Quote Originally Posted by wicklundrh View Post
Riviera DPB big boards and yellow OR 10 releases. You can also jump up to OR 14 black or OR 19 orange for more tension.

Some issues with big boards is constant shuffling of lines. IE, you have 5 lines out one side. Number 2 goes off and catches a fish. You now have to shuffle lines 3, 4, and 5 out to get 2 back in the water. It takes time.

Another issue with shuffling. Not a huge issue if they all have a similar setback but a huge issue when you are running different baits at different depths and set backs.

Lastly, many guys use rubber bands on the main line to attach to the boards, fish hits and breaks the band. Not sure if a crappie would.

The advantage to in line boards is you can trip one, pull it out of formation and put it back in the same spot without shuffling other boards. This is huge when one particular bait is catching fish at a desired setback and depth.

As a rule of thumb, our outside boards run the furthest setback. We might run, 90, 80, and 70 setback on one side and an 85, 75, 65 on the other. This allows our outer baits to clear our inner baits without tangle. Hard to pull off with big boards.

Big boards do excell in rough water, similar setbacks, pulling heavy lines, and diving style options like jets, dipsy divers, slide divers, and so on.
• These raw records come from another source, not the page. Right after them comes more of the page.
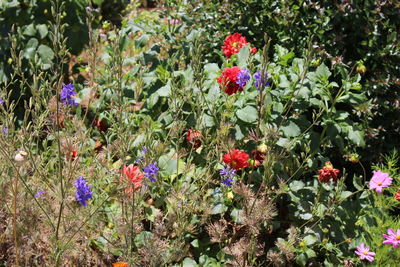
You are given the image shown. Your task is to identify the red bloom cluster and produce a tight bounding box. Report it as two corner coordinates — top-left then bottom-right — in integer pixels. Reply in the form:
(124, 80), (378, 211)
(217, 66), (243, 95)
(222, 33), (257, 58)
(394, 191), (400, 201)
(318, 161), (340, 183)
(120, 164), (144, 193)
(222, 148), (250, 170)
(186, 129), (203, 149)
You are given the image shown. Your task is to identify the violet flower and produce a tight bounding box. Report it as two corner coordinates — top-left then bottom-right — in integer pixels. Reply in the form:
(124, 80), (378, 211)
(369, 171), (393, 193)
(355, 243), (375, 262)
(382, 228), (400, 248)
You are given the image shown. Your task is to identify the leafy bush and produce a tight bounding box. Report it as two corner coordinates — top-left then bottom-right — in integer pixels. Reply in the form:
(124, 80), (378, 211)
(0, 1), (400, 266)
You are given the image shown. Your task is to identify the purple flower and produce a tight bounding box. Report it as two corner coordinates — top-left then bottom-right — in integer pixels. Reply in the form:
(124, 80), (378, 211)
(60, 83), (79, 106)
(236, 68), (250, 87)
(369, 171), (393, 193)
(219, 167), (236, 186)
(355, 243), (375, 262)
(143, 162), (159, 182)
(254, 70), (269, 91)
(222, 178), (233, 186)
(75, 176), (93, 206)
(382, 228), (400, 248)
(35, 191), (44, 198)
Sent from my SM-J320V using Crappie.com Fishing mobile app
Awesome info, thanks.
I too run my lines back the way you do, longest further out. Been using weights, kinda pushing and pulling at the same time and am not running near the line out to reach the depth. I don't really want to fool with a bunch of small boards and running the line on out you can spread out pretty good and not reeling to quick helps with not tangling allowing the fish to come to the top, crappie anyway, cats and whites can be a pain no matter your set up.